陳梅梅出去不大功夫,達子和黃興德就一前一後進了暖屋,桌子上上好了酒菜。
“你就別忙活,也坐下吧!”黃興忠坐在床上,把黃興德按在上座,他有些不好意思,年界45,還單著,一天到晚,悶聲不響做事,顯得有些慌亂,陳梅梅依著黃興忠坐下,“興德大哥,你和興忠是本家,恐怕還未出五湖嘞!”
“興德大哥,你我是兄弟,你客氣個啥呀?有件事未喝酒之前我得問你,你和白鈴的事,你是怎麼想的?達子,倒酒!”
“好嘞!”達子站起來瀉酒,還未喝滿屋子飄著酒香。
“這是咋天剛出槽的!”
“就怕人家不願意!”
“要是她願意了,你怎麼說?”黃興忠按住了他的手。
“我就修屋娶她!”
“這事就結了!”黃興忠舉起杯子:“興德大哥,乾一杯,我們老黃家是多一家人好,還是少一家人好?這件事,就交給你弟媳婦!幹!”“滋溜——”第一杯酒下肚。
因為牲畜草料和紅高粱等事務,黃興忠只在家歇一天,趁著天晴路好,帶上150罈女兒紅,四個人四架馬車,就上路了,因為要路過焦原鎮,在土木鎮買了些東西,就匆匆上路了。
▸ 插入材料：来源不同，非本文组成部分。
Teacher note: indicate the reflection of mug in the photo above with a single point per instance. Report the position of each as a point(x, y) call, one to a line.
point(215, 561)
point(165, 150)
重回焦原鎮,他第一個拜會的就是沈向東,不巧得很沈到縣上開會,沈家太太牛氏原本和黃就很熟,接下禮物,就讓他和達子坐,黃是穩如泰山坐下了,達子卻揹著褡褳立在黃興忠身後,任憑主人怎麼叫,都搖手晃頭。
黃興忠客氣幾句,熱茶端在手上,就開門見山:“嫂子,我也就不和你客氣了!”
“兄弟,你說!”
“你家西鳳不在呀?”
“一大早就騎馬出去了!什麼事?”
“我想和你結親家,你看怎麼樣?”
“你說的是西英還是西鳳?”
“當然是西鳳了,這事我和鎮長說過!”
“這事恐怕不好辦,西英是老大,哪有跳著來的道理?再說西英還待字閨中,你要娶就娶老大吧!老大知書達理,如果你說這事,她也不用到法國去了!”
“我家天佑看上的是西鳳姑娘,怎麼辦?”黃興忠笑逐顏開並直直看著牛氏。
牛氏心中感到事態錯位,也不好表態,只得說:“黃老闆,你看這樣行不行?這事出突然,老沈又不在,等我們商量商量,等西鳳回來,我再問問她本人,你家天佑在哪兒做事?”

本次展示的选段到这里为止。